Marna leaned against the warm kitchen fireplace, the last of the Sugar Meraxes slowly melting on her tongue. The sun dipped behind the walls of King's Landing, painting the sky in shades of rust and honey. A laugh echoed in the stillness of the twilight - light, crystalline - and she smiled inadvertently. Rhaegar.

It was strange, she thought. Within these walls, where even the shadows plotted, the prince with the violet eyes - sometimes so intense they seemed to pierce the soul - had conquered even the most hardened hearts. The stallholders saved crumbs of cake for him, the laundresses found excuses to leave old sheets in his path ("for hero's capes, Your Grace!"), and even the sternest guards lowered their spears as he passed and hummed nonsense verses.

Genius?
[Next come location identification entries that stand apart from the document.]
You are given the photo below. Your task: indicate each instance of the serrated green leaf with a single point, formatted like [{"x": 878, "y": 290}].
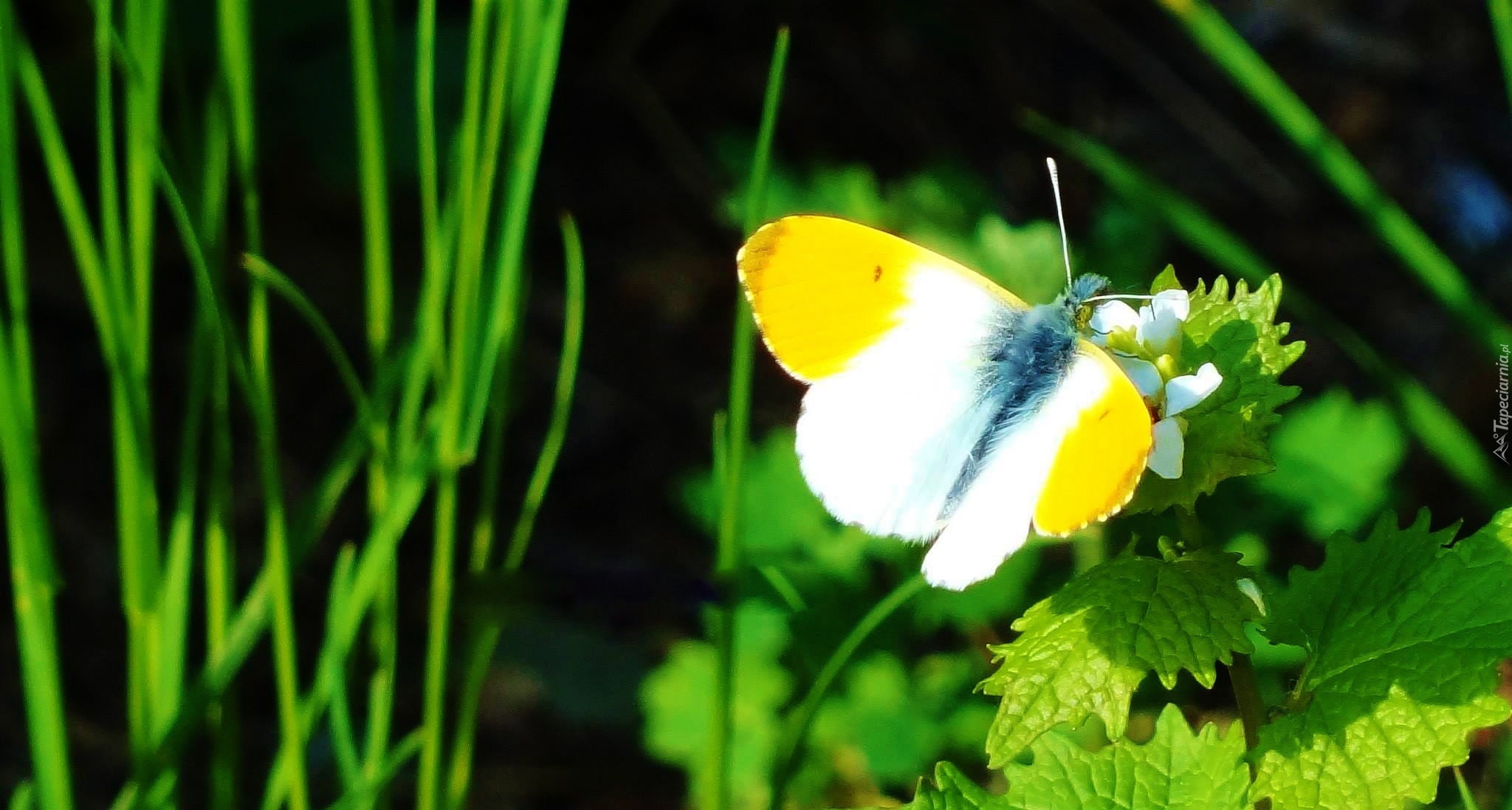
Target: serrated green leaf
[
  {"x": 1403, "y": 632},
  {"x": 1174, "y": 771},
  {"x": 678, "y": 699},
  {"x": 1085, "y": 651},
  {"x": 953, "y": 791},
  {"x": 1334, "y": 461},
  {"x": 1226, "y": 431}
]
Absolutely. Scary? Sometimes. But who wouldn't forgive a boy who turned flour into wings and fear into candy?

Marna sighed, wiping her honeyed hands on her apron. Rhaegar may be a walking enigma, a boy who talks to walls and sees dragons in pools of water. But in this fortress of ice and knives, he was also the only fire that didn't burn - it just warmed. And that, she knew, was worth more than all the prophecies in the world.

As she descended the service stairs, a young servant passed her, humming the same sad tune Rhaegar had made up at lunch. Marna did not scold him. After all, even the walls seemed to whisper verses that night.

.

As the moon rose over King's Landing, Rhaegar Targaryen lay asleep hugging his silver harp - a recent gift from his mother-, dried flour on his eyelashes and a verse scribbled on his palm:

"I'll be honey's fiery song,

Nestling winter with solar hymns.

My ashes, rebellious dragon pollen,

Will create symphonies in lunar chalices.

When my fingers turn to coals

And snow swallows all dread,

Each verse of mine - devoured harp -

Will be an embrace of lesser fire.

I'll leave harp seeds in the ground,

Comet sugar, flames of love.

And until death, that old harpist,

Will dance with me, poet-flyer!"

.

And in some corner of the devastated summerhall, a dragon's egg trembled every time the dragon prince wrote a poetry verse.